By that time, of course, the whereabouts of the fugitives was anybody’s guess, but Sal was still able to give the police a detailed description of Jon Tate (including several poetic phrases Sal was rather proud of, such as “shirtless, soulless, and sanguinary,” and “angel-faced acolyte of the apocalypse”). The Indiana State Patrol passed on a more condensed version of Sal’s account to the FBI, who in turn relayed the information to various law enforcement agencies and media outlets. Sal’s poetry, sadly, was entirely absent from all these communications, but his call was not in vain: The good news that Julianna Dapper was still alive would be shared with all interested parties.
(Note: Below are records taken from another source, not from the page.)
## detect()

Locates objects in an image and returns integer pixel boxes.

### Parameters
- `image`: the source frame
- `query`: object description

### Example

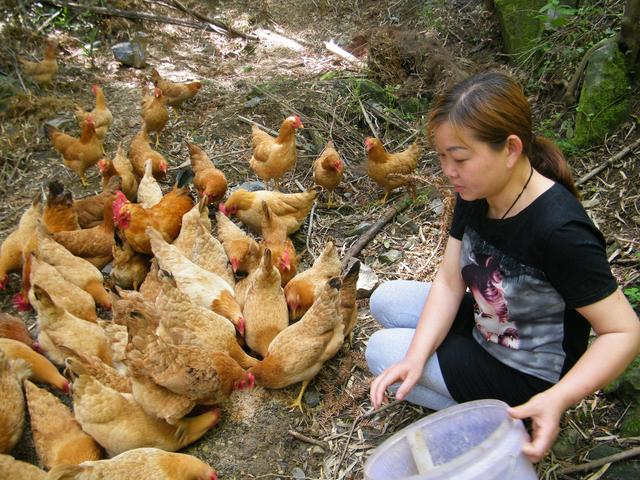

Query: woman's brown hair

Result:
[427,72,579,198]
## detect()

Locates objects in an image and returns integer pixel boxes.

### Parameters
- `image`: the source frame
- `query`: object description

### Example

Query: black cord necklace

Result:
[500,165,533,220]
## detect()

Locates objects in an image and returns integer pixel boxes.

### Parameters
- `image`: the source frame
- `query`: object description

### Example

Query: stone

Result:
[573,39,631,147]
[494,0,547,54]
[356,263,380,298]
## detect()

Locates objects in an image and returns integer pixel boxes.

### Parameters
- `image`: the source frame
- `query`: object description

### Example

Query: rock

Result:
[378,248,402,263]
[356,263,380,298]
[494,0,547,54]
[551,428,580,459]
[573,39,631,147]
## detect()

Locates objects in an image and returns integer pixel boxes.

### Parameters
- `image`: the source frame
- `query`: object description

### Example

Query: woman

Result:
[366,72,640,461]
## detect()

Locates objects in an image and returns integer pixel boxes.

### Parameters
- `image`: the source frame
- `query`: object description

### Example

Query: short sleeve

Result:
[544,220,618,309]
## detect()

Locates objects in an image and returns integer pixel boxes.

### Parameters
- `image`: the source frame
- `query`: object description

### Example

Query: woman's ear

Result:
[506,135,522,168]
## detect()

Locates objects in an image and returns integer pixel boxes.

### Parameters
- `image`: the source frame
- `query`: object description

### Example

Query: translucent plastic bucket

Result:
[364,400,538,480]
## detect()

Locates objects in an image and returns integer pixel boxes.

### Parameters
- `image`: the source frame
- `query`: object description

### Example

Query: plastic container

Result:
[364,400,538,480]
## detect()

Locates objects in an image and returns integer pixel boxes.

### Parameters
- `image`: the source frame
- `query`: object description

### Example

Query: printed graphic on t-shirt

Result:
[460,225,565,383]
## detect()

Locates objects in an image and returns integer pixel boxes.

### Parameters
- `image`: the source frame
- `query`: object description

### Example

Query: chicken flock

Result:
[0,42,420,480]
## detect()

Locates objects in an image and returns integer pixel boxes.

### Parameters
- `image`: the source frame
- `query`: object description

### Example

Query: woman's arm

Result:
[509,290,640,462]
[371,237,465,408]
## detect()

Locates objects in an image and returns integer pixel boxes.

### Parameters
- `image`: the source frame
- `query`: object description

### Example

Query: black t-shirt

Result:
[438,184,617,401]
Unfortunately, however, the inspired marijuana madrigal running through Sal’s head took an ill-advised turn on the way to his tongue during the phone call to the hopelessly prosaic Indiana State Patrol. He recalled Julianna’s big green eyes staring at him over the counter and belatedly read into those “verdant, Orphic orbs” the anguish of a defiled woman. Sal didn’t go so far as to say he’d actually seen Julianna being violated, but he mentioned that the half-naked boys with her had reminded him of “rutting, lustful centaurs,” and, as such, were clearly chock-f of “carnality, brutality, and the sodomizing semen of sadists.” The result of this embellishment was that yet another damning charge—already suspected by Gabriel Dapper and others, but now confirmed—was added to the long list of felonies attributed to Elijah Hunter and Jon Tate:
Rape.
Samuel Hunter hung up the receiver of the pay phone in the parking lot of a mid-Illinois truck stop and hurried back to Mary and Edgar, who were standing beside the pickup, waiting for him. Edgar was smoking a cigarette and shooting worried glances at Gabriel Dapper, who was watching them all from behind the wheel of the red Cadillac, parked ten feet away. Mary, though, had eyes only for Samuel.
“What is it?” she whispered as he drew close. Her face was grim as she read the expression he was trying to keep off his face. “What did you find out?”
Samuel took her arm and led her quickly to the driver’s door of the truck. “Not a thing,” he lied, speaking loud enough for Gabriel to hear him through the open window of the Cadillac. “Let’s be on our way.”
He waved at Gabriel, who started the Cadillac’s engine and rolled up his window.
Mary got in the pickup quickly, sliding into the middle of the seat. Edgar took a last puff of his cigarette and dropped it on the ground to stub it out with his shoe, then scrambled into the passenger side with another unhappy glance at Gabriel.